Allez savoir… Aucune
personnalité connue (intellectuels, politiciens, religieux, médecins,
avocats…) ne s’est élevée contre ce nettoyage ethnique. Je n’irais pas
jusqu’à dire que tous les djiboutiens manquaient de compassion envers
nous.

Loin de là.

Même certains bourreaux le jour protégeaient leurs
proches le soir (ils se reconnaitront). Même Gouled aurait proposé à
ses oncles du sous-clan Abraïn de venir se réfugier à Baït-el-wali pour
fuir la persécution !

Je me rappelle aussi le visage embarrassé de
certains amis qui voyaient en moi un ami, pas vraiment un ‘vrai
djiboutien’, un ‘fils du pays’ comme eux (ils se reconnaitront).
Toujours est-il que personne ne s’est prononcée sur la place publique…
Personne ne nous a soutenu publiquement, en ces jours sombres.

Passons au deuxième génocide.

Celui des afars. Au plan médiatique, il a
eu (et a toujours) toute la couverture requise. Au plan populaire,
beaucoup de djiboutiens non-afars ont publiquement manifesté à Arhiba
pour soutenir le peuple afar.

Personnellement, j’ai participé à deux
manifestation. À ce propos, même si je n’ai jamais bien compris qui voulait
quoi au sein du FRUD (mes amis afars ont toujours été eux-mêmes divisés
sur cette question et le sont encore) il était cependant primordial de
soutenir ceux et celles qui ont perdu un être cher.

Apporter son soutien
(ne serait-ce que un peu de chaleur humaine et de réconfort) à ses
compatriotes en deuil est pour moi un devoir citoyen, minimum.
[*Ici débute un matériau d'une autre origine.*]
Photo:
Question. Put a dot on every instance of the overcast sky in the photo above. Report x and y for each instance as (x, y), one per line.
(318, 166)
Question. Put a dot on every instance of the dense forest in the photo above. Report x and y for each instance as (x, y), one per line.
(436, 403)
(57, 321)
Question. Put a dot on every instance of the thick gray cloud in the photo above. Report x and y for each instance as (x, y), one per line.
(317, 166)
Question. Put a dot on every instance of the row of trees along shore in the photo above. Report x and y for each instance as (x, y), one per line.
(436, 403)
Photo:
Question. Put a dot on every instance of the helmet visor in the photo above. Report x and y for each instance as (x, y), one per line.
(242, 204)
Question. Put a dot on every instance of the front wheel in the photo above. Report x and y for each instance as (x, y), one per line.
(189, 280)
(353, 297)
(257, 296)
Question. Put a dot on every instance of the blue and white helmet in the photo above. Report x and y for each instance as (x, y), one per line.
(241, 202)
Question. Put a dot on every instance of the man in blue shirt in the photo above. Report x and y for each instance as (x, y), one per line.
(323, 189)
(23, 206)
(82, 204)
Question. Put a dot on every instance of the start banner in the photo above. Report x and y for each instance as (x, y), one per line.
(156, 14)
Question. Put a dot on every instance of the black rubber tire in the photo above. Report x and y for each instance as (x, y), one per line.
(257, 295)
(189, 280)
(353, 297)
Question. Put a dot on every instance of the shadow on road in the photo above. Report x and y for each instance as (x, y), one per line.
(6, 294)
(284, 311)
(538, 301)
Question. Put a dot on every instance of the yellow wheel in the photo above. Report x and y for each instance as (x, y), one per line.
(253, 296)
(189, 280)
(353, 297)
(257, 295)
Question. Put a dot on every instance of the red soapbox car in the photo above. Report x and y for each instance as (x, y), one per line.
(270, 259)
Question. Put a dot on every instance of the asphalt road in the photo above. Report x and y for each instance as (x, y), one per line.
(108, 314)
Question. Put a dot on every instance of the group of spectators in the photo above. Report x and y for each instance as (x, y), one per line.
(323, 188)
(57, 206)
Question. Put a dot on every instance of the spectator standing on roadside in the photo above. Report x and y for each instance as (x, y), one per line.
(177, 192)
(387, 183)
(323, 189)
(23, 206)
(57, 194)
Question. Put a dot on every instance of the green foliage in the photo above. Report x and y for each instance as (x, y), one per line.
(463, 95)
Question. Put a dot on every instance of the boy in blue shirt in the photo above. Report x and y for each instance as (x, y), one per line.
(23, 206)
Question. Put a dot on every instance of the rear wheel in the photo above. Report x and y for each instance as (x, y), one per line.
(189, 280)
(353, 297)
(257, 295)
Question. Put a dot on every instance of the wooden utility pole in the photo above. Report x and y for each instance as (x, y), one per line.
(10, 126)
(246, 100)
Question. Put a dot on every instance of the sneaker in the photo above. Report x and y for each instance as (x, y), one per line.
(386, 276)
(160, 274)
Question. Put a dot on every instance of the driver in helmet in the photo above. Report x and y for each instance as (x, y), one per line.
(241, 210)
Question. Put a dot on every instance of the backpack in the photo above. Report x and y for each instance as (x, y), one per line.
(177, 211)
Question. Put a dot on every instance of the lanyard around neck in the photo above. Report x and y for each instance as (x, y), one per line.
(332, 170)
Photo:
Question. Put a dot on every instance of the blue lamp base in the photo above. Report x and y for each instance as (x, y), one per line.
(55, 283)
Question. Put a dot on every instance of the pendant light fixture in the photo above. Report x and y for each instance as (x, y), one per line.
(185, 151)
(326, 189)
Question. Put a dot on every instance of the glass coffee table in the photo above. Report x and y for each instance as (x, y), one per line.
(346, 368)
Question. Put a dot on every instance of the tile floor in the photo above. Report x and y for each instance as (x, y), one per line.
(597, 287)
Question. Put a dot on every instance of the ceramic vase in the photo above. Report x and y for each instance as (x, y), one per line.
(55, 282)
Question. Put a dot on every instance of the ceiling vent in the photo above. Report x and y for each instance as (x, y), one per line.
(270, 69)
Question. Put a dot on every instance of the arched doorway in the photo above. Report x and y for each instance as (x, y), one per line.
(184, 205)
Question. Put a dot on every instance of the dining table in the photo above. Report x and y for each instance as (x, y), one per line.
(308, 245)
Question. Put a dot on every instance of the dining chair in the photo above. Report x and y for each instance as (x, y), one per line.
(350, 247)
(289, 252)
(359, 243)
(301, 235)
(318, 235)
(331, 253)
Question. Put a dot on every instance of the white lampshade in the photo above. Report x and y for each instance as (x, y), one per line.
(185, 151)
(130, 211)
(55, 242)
Mais ce
devoir ne s’arrête pas là… J’en conviens.

Passons enfin au génocide qui se prépare.

Celui qui sera dirigé contre une autre
composante importante de la communauté djiboutienne, les issacks.
Pourquoi la colère des issas se dirige-t-elle contre un petit groupe de
ce clan qui profite (comme tout le monde) des largesses du régime ?

Parce
qu’ils sont ‘allogènes’ ?

Plus révoltant encore, pourquoi un pauvre
gargotier ou autre kirishbooy du quartier 3 qui ne s’occupe que de ses
affaires doit-il payer ‘son crime’? Quel crime?

Je crois que le bon
peuple de la ‘Place chameaux’ se trompe encore de cible. Le pouvoir se
trouve au palais présidentiel. Pas au Q3.
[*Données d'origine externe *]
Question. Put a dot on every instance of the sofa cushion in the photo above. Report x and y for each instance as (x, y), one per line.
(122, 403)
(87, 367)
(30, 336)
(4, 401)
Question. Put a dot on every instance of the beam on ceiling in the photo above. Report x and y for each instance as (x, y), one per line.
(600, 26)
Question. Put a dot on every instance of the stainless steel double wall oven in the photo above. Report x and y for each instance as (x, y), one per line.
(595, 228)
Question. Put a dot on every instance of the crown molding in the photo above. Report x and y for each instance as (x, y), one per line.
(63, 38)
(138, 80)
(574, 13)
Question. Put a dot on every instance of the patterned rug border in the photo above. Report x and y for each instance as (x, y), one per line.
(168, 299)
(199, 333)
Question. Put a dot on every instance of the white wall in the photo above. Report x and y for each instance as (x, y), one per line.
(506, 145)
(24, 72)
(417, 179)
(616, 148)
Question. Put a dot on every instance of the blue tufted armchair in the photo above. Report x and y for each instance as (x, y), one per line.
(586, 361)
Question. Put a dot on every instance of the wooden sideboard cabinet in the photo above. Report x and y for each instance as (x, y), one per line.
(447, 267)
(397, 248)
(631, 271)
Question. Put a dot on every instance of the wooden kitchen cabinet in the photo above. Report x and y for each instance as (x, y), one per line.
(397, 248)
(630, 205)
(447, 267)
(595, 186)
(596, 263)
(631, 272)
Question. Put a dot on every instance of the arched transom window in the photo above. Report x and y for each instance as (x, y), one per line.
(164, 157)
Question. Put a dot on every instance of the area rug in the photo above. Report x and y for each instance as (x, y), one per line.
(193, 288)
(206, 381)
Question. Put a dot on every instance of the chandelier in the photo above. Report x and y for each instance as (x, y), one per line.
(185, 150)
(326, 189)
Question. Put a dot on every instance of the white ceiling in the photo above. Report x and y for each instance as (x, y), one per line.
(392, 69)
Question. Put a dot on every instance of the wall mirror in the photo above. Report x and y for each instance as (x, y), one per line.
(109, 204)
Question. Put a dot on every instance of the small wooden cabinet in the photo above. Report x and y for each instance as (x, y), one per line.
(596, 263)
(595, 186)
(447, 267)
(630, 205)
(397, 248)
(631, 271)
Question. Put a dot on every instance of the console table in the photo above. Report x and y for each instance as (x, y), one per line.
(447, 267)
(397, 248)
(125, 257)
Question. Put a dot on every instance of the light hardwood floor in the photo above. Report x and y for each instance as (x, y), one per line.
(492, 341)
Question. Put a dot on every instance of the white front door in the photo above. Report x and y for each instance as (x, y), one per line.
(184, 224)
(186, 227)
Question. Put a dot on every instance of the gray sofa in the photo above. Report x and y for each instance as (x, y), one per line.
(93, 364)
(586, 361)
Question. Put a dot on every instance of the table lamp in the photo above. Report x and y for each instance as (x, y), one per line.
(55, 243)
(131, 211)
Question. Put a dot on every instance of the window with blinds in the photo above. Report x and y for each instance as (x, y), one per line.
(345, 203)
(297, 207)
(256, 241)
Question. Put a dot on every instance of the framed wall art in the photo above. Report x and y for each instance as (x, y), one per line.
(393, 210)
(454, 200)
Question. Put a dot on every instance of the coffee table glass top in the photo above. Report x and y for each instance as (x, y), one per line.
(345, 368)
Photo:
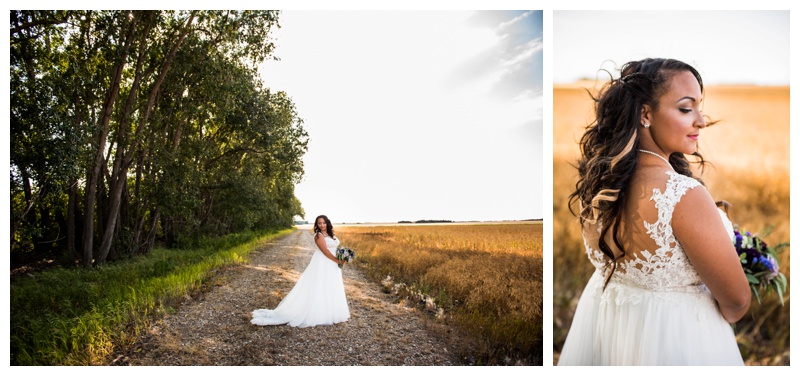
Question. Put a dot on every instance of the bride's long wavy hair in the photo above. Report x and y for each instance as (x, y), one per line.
(329, 226)
(609, 147)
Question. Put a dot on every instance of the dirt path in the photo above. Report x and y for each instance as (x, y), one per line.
(215, 329)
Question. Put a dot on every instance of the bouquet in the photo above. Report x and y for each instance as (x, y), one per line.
(760, 264)
(346, 254)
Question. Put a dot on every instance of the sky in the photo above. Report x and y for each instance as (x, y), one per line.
(727, 47)
(415, 115)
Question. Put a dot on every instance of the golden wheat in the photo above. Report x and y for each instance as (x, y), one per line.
(486, 277)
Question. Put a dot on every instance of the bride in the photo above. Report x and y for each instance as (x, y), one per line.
(318, 296)
(668, 282)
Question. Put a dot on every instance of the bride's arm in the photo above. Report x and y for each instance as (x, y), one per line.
(320, 240)
(697, 225)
Qui aura le courage d’attaquer
ce palais?

Dans les tracts incitants à la haine qui ont été publiés, je
reconnais certains mots, je reconnais leurs auteurs. Certains étaient
mêmes des amis, dans le temps… et je peux garantir une chose: ils ne
sont pas innocents. Ils n’appartiennent pas au ‘bon peuple du quartier 6’.

Parce ‘le bon peuple’ qu’il soit du Q1, du Q2, du Q3, du PK12 ou de
Koutabouya, il a autre chose à faire. Ce bon peuple a besoin de leader
visionnaires et inclusifs. Des leaders qui puissent véhiculer et
orienter les énergies de tout un chacun afin de faire, de ce petit bout
de désert qui est nôtre, rien de moins qu’un Dubai… Le bon peuple du
Q6, comme les autres, a besoin de toute son énergie pour construire
demain. Pas de défouler sa frustration sur plus démuni que lui.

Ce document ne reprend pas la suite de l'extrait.